Of course, we are talking about “historical” artists such as Marc-Aurèle Fortin, Ozias Leduc and Jean-Paul Riopelle in Quebec, as well as international masters such as Picasso, Matisse and Modigliani, who have proven their value on both national and international markets.

From a more affordable perspective, it remains, on the local market, artists whose rating remains enviable and are still within the reach of most collectors.

One of them is part of a select group that can boast of having developed a market both in Quebec and in Europe and who has even made a foray into the Asian markets!

Born October 4, 1953 in Brussels, Belgium, Roland Palmaerts comes from a family of painters with whom he made his initial apprenticeship. Early, he won at 10 years old the Tintin National Competition. He then perfected his training at the Institut Saint-Luc and at the Royal Academy of Fine Arts in Brussels.

He began his military service in 1972 as a para-commando.

In 1980, his adventurous spirit pushed him to immigrate to Canada where he worked as a designer and illustrator before devoting himself exclusively to painting from 1984 on. He devoted the next two decades to the creation but also to the teaching of watercolor both in Quebec and in Europe. Very active in the art world, Roland Palmaerts is a member of the Canadian Society of Watercolor (SCA), the European Institute of Watercolor (IEA) and was for five years president of the Institut des Arts figuratifs (IAF).

He returned to live in Belgium permanently in the mid-2000s, but still has roots in Quebec, which he visits several times a year.
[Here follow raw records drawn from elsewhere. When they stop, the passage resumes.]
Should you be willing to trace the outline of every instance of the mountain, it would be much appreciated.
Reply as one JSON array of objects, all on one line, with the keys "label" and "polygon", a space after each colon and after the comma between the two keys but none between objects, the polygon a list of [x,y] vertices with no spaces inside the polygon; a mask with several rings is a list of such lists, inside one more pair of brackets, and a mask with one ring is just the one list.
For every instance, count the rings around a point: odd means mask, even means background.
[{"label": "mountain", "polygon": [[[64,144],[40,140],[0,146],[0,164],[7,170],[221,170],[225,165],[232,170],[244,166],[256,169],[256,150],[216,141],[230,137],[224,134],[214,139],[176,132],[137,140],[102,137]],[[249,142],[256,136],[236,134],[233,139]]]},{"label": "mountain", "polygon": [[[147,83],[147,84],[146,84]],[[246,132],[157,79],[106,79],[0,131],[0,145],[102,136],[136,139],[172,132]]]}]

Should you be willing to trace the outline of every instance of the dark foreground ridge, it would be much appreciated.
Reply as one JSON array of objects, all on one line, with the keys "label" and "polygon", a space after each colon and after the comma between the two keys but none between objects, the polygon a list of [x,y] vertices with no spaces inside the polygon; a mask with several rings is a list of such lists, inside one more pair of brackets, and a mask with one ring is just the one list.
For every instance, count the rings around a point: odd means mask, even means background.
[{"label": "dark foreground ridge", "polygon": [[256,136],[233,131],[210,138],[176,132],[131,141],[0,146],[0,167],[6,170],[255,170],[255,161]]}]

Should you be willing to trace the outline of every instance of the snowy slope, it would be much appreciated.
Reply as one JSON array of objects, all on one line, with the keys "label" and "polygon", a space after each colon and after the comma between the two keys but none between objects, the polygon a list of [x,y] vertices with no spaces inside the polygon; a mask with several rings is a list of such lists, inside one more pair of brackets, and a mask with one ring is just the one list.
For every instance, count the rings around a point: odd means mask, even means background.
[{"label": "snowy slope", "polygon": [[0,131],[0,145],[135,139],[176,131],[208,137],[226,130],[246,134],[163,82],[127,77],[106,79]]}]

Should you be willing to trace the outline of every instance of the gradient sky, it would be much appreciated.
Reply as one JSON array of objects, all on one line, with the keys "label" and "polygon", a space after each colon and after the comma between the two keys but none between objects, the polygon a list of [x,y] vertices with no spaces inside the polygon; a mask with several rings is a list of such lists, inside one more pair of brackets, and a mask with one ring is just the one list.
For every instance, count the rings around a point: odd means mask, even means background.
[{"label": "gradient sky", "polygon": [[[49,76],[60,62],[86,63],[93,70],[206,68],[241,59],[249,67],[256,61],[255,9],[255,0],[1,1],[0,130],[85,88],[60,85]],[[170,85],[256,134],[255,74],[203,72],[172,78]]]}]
In 2013, he gives himself a challenge when celebrating his sixtieth birthday. Indeed, he established, in the paper-making town of Arches in France in October 2013, a Guinness World Record in which he did in sixty hours of NON STOP painting – three days and two nights, sixty meters of paintings painted in watercolor!

Palmaerts is now known as an artist and pedagogue and his various workshops in both Europe and Quebec are attended by both painting professionals and art enthusiasts. On this subject, in the autumn of 2018, he revealed to the Belgian press that he had been teaching Philippe, the King of Belgium for a few years!

From the point of view of the market value of the artist’s works, an overview of auction results in recent years shows excellent stability in his aftermarket sales.

As for the retail market, the demand for the work of this international artist has remained stable for several years and his works are present in several art galleries in Quebec, in Europe and even, as we wrote above, in Asia!

Year in, year out, Roland Palmaerts remains one of the bestselling artists in a difficult and changing market.

Although no one is a prophet in the art world, it seems likely that this trend will continue for years to come. It is therefore likely that, at the very least, a painting by Palmaerts will keep its value and maybe even increase over time!